My own slight acquaintance with Ken Campbell dated from around 1989, when I saw an early version of Furtive Nudist at a basement theatre in Camden: in the interval, he invited the audience over the road to the pub, where he showed off photographic evidence of some of the improbable claims he had made. I left convinced he was a genius.

Shortly afterwards, I got a postcard beginning, typically, with the word "SEEKER!", inviting me to attend a lecture by Gerry Webb of the British Interplanetary Society on colonisation of other worlds, organised by Campbell under a railway arch on Walthamstow Marshes.
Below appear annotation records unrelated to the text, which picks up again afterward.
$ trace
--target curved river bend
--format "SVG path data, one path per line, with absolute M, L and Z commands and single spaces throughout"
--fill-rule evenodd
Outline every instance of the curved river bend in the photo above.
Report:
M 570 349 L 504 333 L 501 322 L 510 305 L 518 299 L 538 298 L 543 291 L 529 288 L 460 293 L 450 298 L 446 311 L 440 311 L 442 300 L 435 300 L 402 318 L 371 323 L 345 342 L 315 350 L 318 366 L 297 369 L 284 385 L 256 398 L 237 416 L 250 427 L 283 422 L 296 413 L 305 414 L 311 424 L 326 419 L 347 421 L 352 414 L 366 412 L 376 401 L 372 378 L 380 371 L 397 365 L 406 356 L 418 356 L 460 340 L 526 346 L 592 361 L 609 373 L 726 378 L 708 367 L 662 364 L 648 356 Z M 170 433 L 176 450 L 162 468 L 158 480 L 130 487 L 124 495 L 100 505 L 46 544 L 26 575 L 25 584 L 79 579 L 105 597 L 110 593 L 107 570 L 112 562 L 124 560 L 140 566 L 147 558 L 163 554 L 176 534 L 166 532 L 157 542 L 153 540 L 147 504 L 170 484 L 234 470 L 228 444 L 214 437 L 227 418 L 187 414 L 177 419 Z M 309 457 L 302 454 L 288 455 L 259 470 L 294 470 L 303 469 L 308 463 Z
The spot was chosen for its proximity to the site where the aviator A.V. Roe became the first Englishman to fly successfully one of his own planes, and also because it was just over the River Lea from Campbell's own house.

His interest in the margins of science and in extreme views of the world led later to two documentary series for Channel 4: Reality on the Rocks (1995), which explored the wilder shores of modern cosmology, and Brainspotting (1996), for which he interviewed many of the English-speaking world's most eminent philosophers.

He never quite succeeded in film or television. Though he complained that he was pigeonholed, confined to wiggling his fearsome eyebrows amusingly, the fact is that he was too vivid a personality to fit the requirements of even the big screen. Having moved away from Walthamstow, he lived in Epping Forest with his dogs, Max, Gertie and Bear, and continued to inspire new generations to nonconformity, with evenings of improvisation, most recently appearing at the Edinburgh Fringe. His death was unexpected. But then, so were most things he did.

Robert Hanks

Ken Campbell, actor, director and writer: born Ilford, Essex 10 December 1941; Founder, Science Fiction Theatre of Liverpool 1976; Artistic Director, Everyman Theatre, Liverpool 1980; Professor of Ventriloquism, Royal Academy of Dramatic Art 1999-2008; married 1977 Prunella Gee (one daughter; marriage dissolved); died Epping Forest, Essex 31 August 2008.